Una hora antes, los manifestantes concentrados en la plaza de Neptuno, junto a la jaula montada en la Carrera de San Jerónimo para impedir el paso hacia las Cortes, habían empezado a caminar en dirección a Cibeles. De allí, en una manifestación espontánea a la que se había ido uniendo cada vez más gente, subieron por Alcalá hasta Sol. Allí les esperaba un cuello de botella que había montando la policía con las furgonetas de forma que, irremediablemente todo el mundo tenía que dirigirse hacia la calle de Espoz y Mina. Era un intento de acorralar y encerrar a los manifestantes. Los policías ya se habían puesto los cascos y echado mano a las porras, justo antes de que los participantes en la concentración abandonaran Neptuno. Y La mayoría de los que allí estaban, sabían lo que pasa cuando la policía echa mano de los cascos colgados del cinturón y se los ponen. Lo siguiente son los golpes indiscriminados, las carreras, las detenciones, los moretones, ...

Un numeroso grupo de manifestantes había logrado escabullirse de la encerrona por el Pasaje de Mathéu y dirigirse hacia la calle de la Victoria. De allí, callejeando habían llegado de nuevo casi hasta la calle Atocha. Pretendían volver al mismo lugar de dónde habían partido, la plaza de Neptuno. Pero en la esquina de Núñez de Arce con Álvarez Gato, unos encapuchados, habían volcado un contenedor de vidrio y estaban disparando botellas hacia la policía que los esperaba en Santa Ana.
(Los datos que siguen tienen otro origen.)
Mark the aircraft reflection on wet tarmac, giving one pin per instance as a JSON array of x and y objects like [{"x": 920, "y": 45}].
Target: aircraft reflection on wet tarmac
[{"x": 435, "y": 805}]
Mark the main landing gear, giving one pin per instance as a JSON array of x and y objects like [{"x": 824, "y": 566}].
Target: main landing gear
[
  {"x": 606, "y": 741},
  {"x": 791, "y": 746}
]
Emigdio debió torcer mal alguna esquina, porque acabó, sin quererlo embutido entre los manifestantes que habían roto el cordón en Espoz y Mina. Ni sabía por qué se manifestaban, ni quería estar allí. Sólo intentaba salir hacia Atocha cuando se encontró de frente con un policía de un metro ochenta y más de cien kilos de peso que sin mediar palabra, le atestó un porrazo en la cabeza dejándole una brecha de varios centímetros y tendido en el suelo. Fueron los médicos del SAMUR, que habían montando una carpa en Santa Ana, los que recogieron a Emigdio, lo trasladaron a la carpa, suturaron la herida, le cosieron y se la vendaron. Estaban esperando a que se despertara porque tenía que ir al hospital, y estar en observación al menos durante doce horas.
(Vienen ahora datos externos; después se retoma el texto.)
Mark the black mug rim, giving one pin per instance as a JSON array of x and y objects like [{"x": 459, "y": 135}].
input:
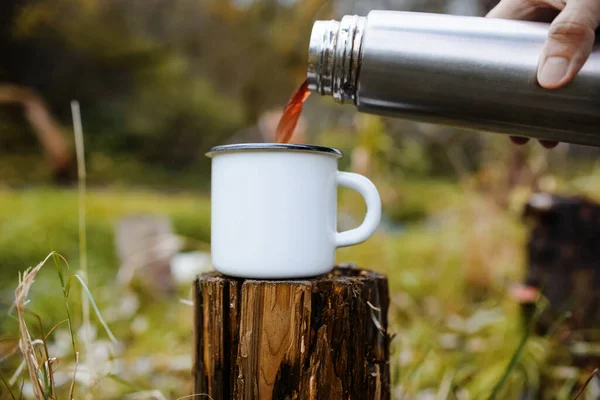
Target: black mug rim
[{"x": 240, "y": 147}]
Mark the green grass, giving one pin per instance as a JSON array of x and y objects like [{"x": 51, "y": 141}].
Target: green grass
[{"x": 456, "y": 329}]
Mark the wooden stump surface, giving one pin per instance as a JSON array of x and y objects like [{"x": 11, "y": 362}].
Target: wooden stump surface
[{"x": 323, "y": 338}]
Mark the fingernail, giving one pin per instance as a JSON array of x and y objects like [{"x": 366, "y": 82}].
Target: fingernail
[
  {"x": 553, "y": 71},
  {"x": 549, "y": 144},
  {"x": 519, "y": 139}
]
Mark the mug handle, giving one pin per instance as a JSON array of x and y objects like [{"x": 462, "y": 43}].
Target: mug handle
[{"x": 369, "y": 192}]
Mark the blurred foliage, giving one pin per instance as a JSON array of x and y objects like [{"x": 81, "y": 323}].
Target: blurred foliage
[
  {"x": 159, "y": 81},
  {"x": 48, "y": 218}
]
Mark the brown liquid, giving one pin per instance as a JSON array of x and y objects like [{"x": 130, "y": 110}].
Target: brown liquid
[{"x": 291, "y": 114}]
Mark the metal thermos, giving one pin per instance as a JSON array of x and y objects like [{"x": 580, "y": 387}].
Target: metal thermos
[{"x": 469, "y": 72}]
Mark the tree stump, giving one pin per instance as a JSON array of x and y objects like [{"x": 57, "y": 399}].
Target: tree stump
[
  {"x": 563, "y": 255},
  {"x": 323, "y": 338}
]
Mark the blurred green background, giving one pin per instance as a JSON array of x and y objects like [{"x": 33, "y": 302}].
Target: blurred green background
[{"x": 159, "y": 82}]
La chica pelirroja, le dijo a Emigdio que, quién le había pegado el porrazo, era el tipo que estaba dos camillas más allá, con un tobillo hinchado víctima de haber pisado una botella, girado antes de caerse y haber metido el pie en el único agujero que había en la calle en el que faltaban tres adoquines. Se lo había dicho, cuando le recogieron, uno de los testigos.
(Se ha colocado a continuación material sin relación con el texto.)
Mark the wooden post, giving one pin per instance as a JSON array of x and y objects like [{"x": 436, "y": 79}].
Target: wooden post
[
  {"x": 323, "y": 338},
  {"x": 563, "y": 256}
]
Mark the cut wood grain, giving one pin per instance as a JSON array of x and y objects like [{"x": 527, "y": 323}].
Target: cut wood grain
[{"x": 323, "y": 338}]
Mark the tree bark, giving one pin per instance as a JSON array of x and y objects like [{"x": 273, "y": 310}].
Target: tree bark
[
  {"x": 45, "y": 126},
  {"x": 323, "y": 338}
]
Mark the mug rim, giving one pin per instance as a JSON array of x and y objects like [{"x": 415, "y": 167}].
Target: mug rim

Emigdio, se levantó se dirigió al policía, que en ese momento hablaba con uno de los que había volcado el contenedor de vidrio y que aún llevaba el pañuelo con el que se tapaba al cuello y una gorra azul, como las de la policía, pero sin logotipo. “Sólo quiero que me diga porqué me ha abierto la cabeza con la porra. Yo no estaba haciendo nada. Ni siquiera estaba en la manifestación”. El policía bajó la cabeza y calló. Pero el que estaba a su lado, el que había volcado el contenedor de vidrio y empezado a arrojar botellas contra los antidisturbios, le espetó: “Vete de aquí a tomar por culo, tonto de los cojones”. Emigdio, no daba crédito. “Pues os voy a poner una denuncia. A él por haberme roto la cabeza y a ti, porque te he visto y has sido uno de los que has volcado el contenedor de vidrio y has empezado a tirar botellas contra los antidisturbios”. El de la gorra azul, sacó la placa, le tomó los datos a Emigdio y le dijo que, como se le ocurriera poner la denuncia, iba a ser acusado de haberle roto el tobillo a su compañero”.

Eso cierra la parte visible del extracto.